You could store a hash of the row on some form of blockchain, to prove that after the stated date the consent had not been modified, this would prevent having to store a copy of the user's ID on the blockchain. It would not prevent forging consent at the time you claim it was given, but short of having the user digitally sign the transaction with some key that you do not have access to, there would be no way to prevent this.

Blockchain? I don't really know how to implement this, I guess there should be an easier solution, how did you solve this issue?
Thanks

[wbmnfktr]

What exact consent do you want to save/document/store?

1. Cookie banner?
2. Newsletter signup/opt-in/double-opt-in?
3. Marketing / Re-Targeting opt-in?

I'm not a lawyer by any means so I don't want you to follow my approach but this is the way I do it and my legal advisors don't scream in total panic when I tell them about it.

1. Cookie banner
   Client side cookie (simple true/false)
   if true: cookies were set and the banner doesn't pop up again
   if false: no cookies at all (besides session cookies) cookie banner pops up every time
2. Newsletter
   most of the time I use Mailchimp as I have a GDPR/DPA contract with them to handle everything - they store and document all opt-ins and opt-outs and are responsible for it. Users have to tick up to two checkboxes in order to signup for the newsletter - the first a common privacy checkbox, the second is a detailed explanation that the newsletter is handled by a third party. I will receive a sign-up notification via email I can archive, print or whatever. Related database entries will be deleted a few days later. Mailchimp uses double-opt-in in all cases and documents these. Unconfirmed signups will be deleted once a week.
3. Marketing / Re-Targeting
   I stopped using it as my marketing budget isn't that high to pay even more lawyers. ? 

[szabesz]

On 9/9/2019 at 11:51 AM, Sevarf2 said:

Blockchain? I don't really know how to implement this, I guess there should be an easier solution, how did you solve this issue?

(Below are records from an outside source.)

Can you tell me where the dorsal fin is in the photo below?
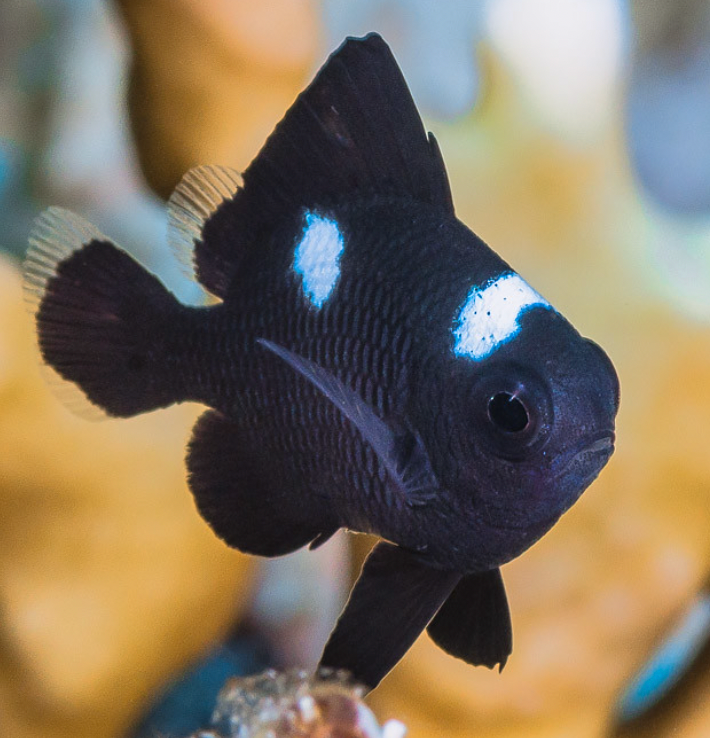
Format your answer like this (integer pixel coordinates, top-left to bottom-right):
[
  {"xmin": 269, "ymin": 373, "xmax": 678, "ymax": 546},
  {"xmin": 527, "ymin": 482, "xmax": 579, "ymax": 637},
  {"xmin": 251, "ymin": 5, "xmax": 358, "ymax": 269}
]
[{"xmin": 171, "ymin": 33, "xmax": 453, "ymax": 297}]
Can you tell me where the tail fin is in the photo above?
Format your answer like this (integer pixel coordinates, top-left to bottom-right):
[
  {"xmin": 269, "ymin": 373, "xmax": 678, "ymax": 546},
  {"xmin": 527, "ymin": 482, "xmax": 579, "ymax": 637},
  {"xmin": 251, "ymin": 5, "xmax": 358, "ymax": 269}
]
[{"xmin": 24, "ymin": 208, "xmax": 181, "ymax": 417}]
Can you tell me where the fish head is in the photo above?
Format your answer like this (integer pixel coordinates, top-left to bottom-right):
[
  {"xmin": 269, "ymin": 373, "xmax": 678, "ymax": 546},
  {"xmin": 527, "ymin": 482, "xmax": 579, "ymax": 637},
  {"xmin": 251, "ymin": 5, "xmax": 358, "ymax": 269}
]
[{"xmin": 432, "ymin": 305, "xmax": 619, "ymax": 565}]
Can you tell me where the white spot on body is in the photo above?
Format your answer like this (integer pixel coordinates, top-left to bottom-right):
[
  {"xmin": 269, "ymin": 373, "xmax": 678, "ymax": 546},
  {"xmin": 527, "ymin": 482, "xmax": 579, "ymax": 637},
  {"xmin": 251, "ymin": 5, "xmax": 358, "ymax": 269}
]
[
  {"xmin": 453, "ymin": 272, "xmax": 552, "ymax": 360},
  {"xmin": 293, "ymin": 211, "xmax": 345, "ymax": 308}
]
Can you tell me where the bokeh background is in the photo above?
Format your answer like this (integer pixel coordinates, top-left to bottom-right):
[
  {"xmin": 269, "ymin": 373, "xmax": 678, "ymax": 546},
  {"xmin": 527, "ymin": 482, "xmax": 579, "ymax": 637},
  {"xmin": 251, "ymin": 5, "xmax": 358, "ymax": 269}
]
[{"xmin": 0, "ymin": 0, "xmax": 710, "ymax": 738}]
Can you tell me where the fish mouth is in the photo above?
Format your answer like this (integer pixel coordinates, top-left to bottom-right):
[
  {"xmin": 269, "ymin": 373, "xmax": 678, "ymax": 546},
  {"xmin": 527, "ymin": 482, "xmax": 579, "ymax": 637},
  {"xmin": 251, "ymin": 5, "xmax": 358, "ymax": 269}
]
[{"xmin": 490, "ymin": 430, "xmax": 615, "ymax": 535}]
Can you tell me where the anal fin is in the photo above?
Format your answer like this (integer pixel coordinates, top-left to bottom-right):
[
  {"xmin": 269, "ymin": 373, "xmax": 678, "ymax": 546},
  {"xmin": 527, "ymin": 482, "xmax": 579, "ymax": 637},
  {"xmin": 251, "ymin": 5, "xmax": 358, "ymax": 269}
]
[
  {"xmin": 427, "ymin": 569, "xmax": 513, "ymax": 671},
  {"xmin": 320, "ymin": 542, "xmax": 461, "ymax": 689},
  {"xmin": 187, "ymin": 410, "xmax": 338, "ymax": 556}
]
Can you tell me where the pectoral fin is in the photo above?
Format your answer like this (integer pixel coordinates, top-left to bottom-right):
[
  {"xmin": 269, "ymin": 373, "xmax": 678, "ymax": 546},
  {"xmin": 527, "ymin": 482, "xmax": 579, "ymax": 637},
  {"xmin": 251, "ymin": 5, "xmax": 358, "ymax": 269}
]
[
  {"xmin": 258, "ymin": 338, "xmax": 439, "ymax": 505},
  {"xmin": 427, "ymin": 569, "xmax": 513, "ymax": 671},
  {"xmin": 321, "ymin": 542, "xmax": 461, "ymax": 689}
]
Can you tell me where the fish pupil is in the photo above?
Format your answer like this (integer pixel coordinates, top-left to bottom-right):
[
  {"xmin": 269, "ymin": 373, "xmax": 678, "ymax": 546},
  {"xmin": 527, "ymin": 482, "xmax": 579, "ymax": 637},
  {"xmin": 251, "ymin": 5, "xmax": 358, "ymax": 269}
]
[{"xmin": 488, "ymin": 392, "xmax": 530, "ymax": 433}]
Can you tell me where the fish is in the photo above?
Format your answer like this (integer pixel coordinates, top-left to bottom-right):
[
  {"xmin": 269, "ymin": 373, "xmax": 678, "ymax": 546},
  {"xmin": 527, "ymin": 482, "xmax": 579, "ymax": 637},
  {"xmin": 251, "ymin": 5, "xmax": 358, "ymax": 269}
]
[{"xmin": 24, "ymin": 33, "xmax": 619, "ymax": 689}]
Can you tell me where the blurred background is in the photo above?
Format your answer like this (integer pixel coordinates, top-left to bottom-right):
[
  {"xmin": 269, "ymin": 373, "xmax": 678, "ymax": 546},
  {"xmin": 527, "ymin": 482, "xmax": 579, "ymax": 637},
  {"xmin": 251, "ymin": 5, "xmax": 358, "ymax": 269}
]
[{"xmin": 0, "ymin": 0, "xmax": 710, "ymax": 738}]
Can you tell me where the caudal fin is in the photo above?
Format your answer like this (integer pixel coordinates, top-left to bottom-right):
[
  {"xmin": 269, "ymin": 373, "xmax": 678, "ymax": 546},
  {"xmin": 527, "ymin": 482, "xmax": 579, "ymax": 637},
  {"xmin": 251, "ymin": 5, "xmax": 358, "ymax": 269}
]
[{"xmin": 24, "ymin": 207, "xmax": 185, "ymax": 417}]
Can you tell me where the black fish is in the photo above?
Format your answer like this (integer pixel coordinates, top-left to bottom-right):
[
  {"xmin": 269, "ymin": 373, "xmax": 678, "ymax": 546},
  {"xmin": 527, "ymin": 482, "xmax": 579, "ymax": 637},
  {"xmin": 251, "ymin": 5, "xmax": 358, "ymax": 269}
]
[{"xmin": 26, "ymin": 34, "xmax": 619, "ymax": 687}]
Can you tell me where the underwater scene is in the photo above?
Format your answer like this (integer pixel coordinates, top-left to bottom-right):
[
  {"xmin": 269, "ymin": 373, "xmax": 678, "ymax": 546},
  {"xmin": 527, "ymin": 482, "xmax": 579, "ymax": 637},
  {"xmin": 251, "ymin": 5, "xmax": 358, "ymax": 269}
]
[{"xmin": 0, "ymin": 0, "xmax": 710, "ymax": 738}]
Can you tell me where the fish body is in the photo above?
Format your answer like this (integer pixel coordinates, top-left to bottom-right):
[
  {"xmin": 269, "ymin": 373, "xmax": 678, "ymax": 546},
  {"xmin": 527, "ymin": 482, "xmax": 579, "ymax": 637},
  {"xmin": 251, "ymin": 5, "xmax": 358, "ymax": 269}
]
[{"xmin": 26, "ymin": 34, "xmax": 618, "ymax": 687}]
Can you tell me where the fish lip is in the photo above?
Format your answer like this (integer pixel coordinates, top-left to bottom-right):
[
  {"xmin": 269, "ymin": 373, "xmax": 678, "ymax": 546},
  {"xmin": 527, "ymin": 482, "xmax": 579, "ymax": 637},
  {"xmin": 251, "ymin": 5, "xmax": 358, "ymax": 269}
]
[{"xmin": 488, "ymin": 429, "xmax": 616, "ymax": 531}]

I'm no expert either but there seems to be a consensus that GDPR does not require a one-fits-all approach for everything but quite the contrary. For example on a simple PW site where cookies are only used for their default purposes by the system and only editors and superusers login, I usually just state some "required for security purposes" blah-blah on the Imprint page linked form the footer or even form the main menu, and that is all there is to it.

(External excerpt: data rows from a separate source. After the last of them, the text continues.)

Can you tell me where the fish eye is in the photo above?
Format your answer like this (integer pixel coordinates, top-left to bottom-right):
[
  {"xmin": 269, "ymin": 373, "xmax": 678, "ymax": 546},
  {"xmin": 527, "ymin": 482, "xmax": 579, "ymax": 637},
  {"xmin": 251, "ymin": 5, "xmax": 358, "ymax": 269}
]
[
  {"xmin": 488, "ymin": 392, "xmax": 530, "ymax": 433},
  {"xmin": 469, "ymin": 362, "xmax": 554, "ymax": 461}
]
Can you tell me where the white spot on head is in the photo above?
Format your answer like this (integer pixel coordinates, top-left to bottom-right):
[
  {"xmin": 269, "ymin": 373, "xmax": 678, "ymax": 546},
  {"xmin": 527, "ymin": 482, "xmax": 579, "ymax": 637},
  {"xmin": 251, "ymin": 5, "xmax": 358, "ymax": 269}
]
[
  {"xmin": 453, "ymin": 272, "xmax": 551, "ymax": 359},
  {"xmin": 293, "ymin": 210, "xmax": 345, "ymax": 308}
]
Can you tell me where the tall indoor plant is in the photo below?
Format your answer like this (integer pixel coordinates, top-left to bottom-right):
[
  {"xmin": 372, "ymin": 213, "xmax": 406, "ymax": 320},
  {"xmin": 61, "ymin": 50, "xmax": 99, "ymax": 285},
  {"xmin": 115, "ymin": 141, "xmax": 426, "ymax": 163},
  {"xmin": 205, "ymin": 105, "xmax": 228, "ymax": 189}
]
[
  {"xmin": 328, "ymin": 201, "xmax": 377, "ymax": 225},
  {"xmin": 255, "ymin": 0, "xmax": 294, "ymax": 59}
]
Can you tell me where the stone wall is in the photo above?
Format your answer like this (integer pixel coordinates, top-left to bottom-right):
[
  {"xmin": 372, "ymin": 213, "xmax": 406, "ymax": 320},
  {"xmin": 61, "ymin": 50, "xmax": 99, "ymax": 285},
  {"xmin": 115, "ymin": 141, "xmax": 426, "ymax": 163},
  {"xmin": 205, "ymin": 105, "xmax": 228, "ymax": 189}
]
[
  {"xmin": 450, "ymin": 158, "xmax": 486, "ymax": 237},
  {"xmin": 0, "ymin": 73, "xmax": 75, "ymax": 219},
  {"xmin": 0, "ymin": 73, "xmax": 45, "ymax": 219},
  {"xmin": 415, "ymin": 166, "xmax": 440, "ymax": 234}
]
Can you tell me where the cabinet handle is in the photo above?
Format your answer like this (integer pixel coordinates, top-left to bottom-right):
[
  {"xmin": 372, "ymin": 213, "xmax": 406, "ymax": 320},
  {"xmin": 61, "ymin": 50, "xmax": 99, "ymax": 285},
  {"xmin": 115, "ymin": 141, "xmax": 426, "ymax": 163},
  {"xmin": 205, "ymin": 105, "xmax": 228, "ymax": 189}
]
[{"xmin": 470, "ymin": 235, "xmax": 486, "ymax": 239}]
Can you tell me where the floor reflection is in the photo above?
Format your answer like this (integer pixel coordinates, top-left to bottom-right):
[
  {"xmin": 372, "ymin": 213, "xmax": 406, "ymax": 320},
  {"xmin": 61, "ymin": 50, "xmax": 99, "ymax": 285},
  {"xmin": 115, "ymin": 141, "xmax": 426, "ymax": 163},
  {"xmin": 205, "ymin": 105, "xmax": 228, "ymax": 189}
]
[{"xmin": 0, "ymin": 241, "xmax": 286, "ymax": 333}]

What you should do depends on lots of factors, including the local law. That's the "beauty" of regulations like this...

[Frank Vèssia]

My website stores user's info after they join such as username, password, email, IP and I added also a checkbox for the "privacy accepted" status and another one with the info about the version of the privacy policy at that time but from what I read storing these data in the database is not enough.

[LostKobrakai]

On 9/9/2019 at 11:51 AM, Sevarf2 said:

How to verify this data has not been modified?

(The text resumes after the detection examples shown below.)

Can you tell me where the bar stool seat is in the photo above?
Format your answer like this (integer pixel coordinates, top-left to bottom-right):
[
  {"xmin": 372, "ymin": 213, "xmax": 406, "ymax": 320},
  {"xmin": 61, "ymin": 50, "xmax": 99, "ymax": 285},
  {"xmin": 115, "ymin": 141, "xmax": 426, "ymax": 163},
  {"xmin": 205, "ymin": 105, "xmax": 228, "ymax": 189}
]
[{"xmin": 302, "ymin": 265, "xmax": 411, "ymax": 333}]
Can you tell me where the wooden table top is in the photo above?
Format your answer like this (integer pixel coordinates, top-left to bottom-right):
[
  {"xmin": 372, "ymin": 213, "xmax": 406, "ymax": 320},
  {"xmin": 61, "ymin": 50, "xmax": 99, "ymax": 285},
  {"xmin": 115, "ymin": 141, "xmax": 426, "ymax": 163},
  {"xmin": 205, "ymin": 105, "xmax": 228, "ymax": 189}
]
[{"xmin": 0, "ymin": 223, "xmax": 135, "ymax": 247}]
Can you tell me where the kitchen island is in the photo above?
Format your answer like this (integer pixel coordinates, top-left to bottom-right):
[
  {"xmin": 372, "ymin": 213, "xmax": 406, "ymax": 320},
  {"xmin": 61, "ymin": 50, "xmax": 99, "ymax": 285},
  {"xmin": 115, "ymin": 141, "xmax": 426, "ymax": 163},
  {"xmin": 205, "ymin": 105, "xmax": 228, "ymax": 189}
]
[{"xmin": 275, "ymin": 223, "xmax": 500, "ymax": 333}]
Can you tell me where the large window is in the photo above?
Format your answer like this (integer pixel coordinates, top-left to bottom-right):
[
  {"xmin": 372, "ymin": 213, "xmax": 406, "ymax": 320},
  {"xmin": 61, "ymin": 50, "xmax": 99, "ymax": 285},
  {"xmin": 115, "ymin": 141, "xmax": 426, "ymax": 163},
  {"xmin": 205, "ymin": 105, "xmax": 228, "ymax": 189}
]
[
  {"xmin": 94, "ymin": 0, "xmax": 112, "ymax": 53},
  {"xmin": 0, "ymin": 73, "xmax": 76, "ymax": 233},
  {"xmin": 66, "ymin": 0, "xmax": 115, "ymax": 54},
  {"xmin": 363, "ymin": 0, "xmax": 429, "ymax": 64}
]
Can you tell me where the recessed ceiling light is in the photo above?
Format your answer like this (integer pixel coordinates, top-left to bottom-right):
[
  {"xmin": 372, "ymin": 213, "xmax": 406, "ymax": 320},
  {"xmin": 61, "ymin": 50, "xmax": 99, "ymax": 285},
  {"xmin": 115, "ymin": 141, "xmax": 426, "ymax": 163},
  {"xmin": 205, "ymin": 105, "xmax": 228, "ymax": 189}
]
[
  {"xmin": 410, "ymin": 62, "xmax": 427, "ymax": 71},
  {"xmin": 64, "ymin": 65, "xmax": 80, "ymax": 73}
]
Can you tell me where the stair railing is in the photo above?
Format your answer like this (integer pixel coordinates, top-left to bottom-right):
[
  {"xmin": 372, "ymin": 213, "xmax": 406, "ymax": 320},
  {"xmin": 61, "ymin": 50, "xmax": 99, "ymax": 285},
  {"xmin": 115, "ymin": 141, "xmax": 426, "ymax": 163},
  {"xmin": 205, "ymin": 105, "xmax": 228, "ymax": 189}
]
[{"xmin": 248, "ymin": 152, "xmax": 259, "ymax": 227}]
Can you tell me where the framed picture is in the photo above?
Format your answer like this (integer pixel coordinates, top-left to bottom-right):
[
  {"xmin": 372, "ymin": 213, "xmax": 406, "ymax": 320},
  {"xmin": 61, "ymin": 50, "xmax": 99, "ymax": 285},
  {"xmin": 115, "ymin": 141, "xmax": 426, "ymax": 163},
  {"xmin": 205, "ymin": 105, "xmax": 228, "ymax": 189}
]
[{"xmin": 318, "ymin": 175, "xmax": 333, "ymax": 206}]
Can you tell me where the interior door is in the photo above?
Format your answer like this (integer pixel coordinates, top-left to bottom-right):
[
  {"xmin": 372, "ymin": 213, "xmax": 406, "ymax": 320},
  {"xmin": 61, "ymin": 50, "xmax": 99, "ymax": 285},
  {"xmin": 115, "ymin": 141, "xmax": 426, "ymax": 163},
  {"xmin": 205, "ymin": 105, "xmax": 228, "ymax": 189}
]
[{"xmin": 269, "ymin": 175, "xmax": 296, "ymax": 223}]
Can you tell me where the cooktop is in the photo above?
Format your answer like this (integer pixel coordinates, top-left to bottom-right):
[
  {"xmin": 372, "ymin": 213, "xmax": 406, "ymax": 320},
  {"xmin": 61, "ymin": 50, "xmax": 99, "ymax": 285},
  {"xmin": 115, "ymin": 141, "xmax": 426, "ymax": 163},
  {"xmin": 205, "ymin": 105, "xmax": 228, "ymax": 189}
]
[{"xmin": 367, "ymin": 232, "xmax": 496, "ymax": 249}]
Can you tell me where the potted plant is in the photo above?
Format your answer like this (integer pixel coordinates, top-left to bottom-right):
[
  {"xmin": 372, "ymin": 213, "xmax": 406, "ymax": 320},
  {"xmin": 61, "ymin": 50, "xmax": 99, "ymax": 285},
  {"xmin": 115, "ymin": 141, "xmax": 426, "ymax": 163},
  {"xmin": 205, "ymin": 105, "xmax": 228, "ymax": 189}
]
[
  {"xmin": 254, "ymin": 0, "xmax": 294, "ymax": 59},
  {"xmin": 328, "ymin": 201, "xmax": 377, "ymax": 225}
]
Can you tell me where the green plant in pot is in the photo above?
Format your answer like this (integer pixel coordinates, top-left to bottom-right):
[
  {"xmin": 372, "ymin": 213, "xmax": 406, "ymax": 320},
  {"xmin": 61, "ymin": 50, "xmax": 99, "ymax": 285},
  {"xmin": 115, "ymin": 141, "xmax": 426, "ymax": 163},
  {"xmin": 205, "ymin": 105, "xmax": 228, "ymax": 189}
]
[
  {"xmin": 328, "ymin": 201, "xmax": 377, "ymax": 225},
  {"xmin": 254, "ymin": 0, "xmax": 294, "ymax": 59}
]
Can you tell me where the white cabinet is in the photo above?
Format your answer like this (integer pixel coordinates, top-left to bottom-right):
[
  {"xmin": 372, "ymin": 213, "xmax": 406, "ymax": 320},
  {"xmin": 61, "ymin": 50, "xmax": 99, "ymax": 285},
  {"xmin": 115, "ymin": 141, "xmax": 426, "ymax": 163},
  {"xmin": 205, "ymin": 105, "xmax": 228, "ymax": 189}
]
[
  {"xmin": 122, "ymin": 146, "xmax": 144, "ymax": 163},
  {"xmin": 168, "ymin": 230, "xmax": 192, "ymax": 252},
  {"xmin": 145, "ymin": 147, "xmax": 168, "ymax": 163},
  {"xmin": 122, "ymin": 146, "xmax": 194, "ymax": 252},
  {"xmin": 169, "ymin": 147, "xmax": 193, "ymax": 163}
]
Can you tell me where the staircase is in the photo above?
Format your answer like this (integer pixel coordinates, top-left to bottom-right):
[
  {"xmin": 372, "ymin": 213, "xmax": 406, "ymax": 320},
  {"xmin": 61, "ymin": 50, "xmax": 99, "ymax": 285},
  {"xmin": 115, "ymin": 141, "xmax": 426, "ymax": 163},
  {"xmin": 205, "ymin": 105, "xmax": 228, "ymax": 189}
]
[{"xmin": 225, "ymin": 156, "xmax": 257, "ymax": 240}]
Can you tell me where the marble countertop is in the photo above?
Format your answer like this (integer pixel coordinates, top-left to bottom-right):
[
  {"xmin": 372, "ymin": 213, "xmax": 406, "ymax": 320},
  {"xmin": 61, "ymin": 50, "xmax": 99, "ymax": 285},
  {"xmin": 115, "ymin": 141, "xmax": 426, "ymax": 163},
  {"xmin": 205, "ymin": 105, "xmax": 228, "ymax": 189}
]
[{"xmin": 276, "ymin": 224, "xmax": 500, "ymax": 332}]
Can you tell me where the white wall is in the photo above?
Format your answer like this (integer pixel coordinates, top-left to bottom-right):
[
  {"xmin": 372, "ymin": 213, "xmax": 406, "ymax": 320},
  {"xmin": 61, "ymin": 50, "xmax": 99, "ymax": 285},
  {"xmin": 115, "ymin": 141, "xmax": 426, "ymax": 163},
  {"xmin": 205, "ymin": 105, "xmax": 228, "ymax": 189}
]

If you have proper auditing tools in place then any modifications should be recorded. The other part is authentication/authorization. If you can verify that nobody can modify a certain record you're fine. Those things get tricky though for the people, who are responsible for setting up those systems, because they often also have the ability to circumvent them. That's the place where you want to keep access very restricted to a small set of people, still enable logs where possible and start using policies, which "tell" those people what they're allowed to do and what they're not allowed to do. As soon as you cannot (tech.) prove something wasn't modified you should at least be able to prove that you had other measures, which disallowed modification and to know exactly who had the ability to change things in a non-trackable fashion. There's no fool prove way to this, unless you give up control completely to a third party, and there are always going to be parts in your setup, which are best effort instead of watertight. From my understanding a good part of an evaluation by authorities will include not just technical checks, but also softer targets like proper training for personnel, written evaluations and documentation.